Wednesday, October 08, 2008

today : sailing on the sea of red

I don't have a degree in economics. I'm not even that good at sums. But I do know when things don't smell right.

Here's my question. Where did the money go? I'm not talking about the money that dried up in the credit markets that apprently started this whole shebang. I'm talking about the money that has been poured into the world banking system over the past month or so by pretty much every central bank in the world. 10 billion here, 30 billion there, it's a daily occurence that central banks are pumping 'liquidity' into the markets. But it seems that the central bankers have driven their Chevys to the Levees to find that the Levees are dry. And filled with sponges. And with a leak in the other side.

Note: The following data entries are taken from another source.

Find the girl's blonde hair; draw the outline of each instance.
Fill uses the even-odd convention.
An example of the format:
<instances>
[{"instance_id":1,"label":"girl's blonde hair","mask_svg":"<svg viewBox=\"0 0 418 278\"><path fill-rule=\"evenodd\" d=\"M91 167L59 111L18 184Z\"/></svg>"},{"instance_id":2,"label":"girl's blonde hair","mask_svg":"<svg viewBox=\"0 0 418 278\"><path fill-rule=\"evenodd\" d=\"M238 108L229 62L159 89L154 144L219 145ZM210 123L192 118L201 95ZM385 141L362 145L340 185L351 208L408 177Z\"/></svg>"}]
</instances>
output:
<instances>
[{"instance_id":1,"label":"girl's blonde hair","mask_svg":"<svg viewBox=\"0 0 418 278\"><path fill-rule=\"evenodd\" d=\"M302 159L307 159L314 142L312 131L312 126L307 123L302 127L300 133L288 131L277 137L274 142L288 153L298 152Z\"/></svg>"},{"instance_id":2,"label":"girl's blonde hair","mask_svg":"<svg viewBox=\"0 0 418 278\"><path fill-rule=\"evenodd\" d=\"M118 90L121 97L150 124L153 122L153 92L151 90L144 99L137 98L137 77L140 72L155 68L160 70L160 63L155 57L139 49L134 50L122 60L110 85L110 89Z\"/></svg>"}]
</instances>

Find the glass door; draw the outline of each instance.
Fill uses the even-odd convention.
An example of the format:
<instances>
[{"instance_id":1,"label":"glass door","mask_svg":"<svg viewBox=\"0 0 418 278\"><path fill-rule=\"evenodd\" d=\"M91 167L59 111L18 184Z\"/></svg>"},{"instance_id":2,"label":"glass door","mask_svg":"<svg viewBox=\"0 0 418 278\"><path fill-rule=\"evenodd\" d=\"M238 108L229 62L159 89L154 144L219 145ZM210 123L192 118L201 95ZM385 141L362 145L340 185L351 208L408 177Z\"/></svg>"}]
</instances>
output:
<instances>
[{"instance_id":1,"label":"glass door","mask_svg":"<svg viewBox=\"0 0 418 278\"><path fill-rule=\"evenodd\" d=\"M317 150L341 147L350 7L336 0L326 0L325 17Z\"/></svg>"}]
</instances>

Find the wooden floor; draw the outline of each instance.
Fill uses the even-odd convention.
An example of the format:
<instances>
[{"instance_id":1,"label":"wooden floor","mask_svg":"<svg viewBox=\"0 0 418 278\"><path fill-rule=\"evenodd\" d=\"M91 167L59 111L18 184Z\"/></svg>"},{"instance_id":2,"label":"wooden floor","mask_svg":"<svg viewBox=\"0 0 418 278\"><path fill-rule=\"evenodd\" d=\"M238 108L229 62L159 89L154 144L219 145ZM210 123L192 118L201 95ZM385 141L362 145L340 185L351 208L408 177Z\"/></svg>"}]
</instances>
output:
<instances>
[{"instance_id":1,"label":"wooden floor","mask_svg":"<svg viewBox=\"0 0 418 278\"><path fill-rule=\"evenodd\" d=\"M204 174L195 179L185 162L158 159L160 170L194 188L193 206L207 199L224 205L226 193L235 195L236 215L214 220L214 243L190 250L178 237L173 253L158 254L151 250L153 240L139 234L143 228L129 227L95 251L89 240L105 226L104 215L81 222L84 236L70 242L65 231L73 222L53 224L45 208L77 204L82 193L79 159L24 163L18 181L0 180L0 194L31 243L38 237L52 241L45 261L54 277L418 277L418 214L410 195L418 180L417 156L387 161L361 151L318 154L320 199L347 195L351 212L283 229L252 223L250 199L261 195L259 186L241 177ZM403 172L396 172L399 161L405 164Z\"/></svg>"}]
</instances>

Because it seems that however much cash is pumped in, it achieves nothing. The credit market doesn't suddenly unjam. It seems that none of this endless new cash is actually liquid.

Imagine this: 9% of American mortgage-holders are in default. That means that another swathe are on the edge - leveraged to the hilt against the value of the house, working two jobs, paying the mortgage one month and the credit card the next, and a further swathe of homeowners are one illness, new baby or job-loss away from joining those strugglers. Let's be conservative (deliberate small c) in our estiimate. Let's say that 20 percent of US mortgage holders are in one of these three groups. An annual 16 percent fall in house values means that more and more are sliding into negative equity.

I read the other day that property in the US in total is worth about 7 trillion dollars. Okay, so roughly 9% of that is the 700 billion bailout. I get that bit. But what about the rest? No wonder banks are squirreling away the free cash. They know that the black hole is way bigger than the headline figures. And as the economy continues to tank and house values plummet the bottom gets further away.

Good job the bankers all have luxury yachts to live on.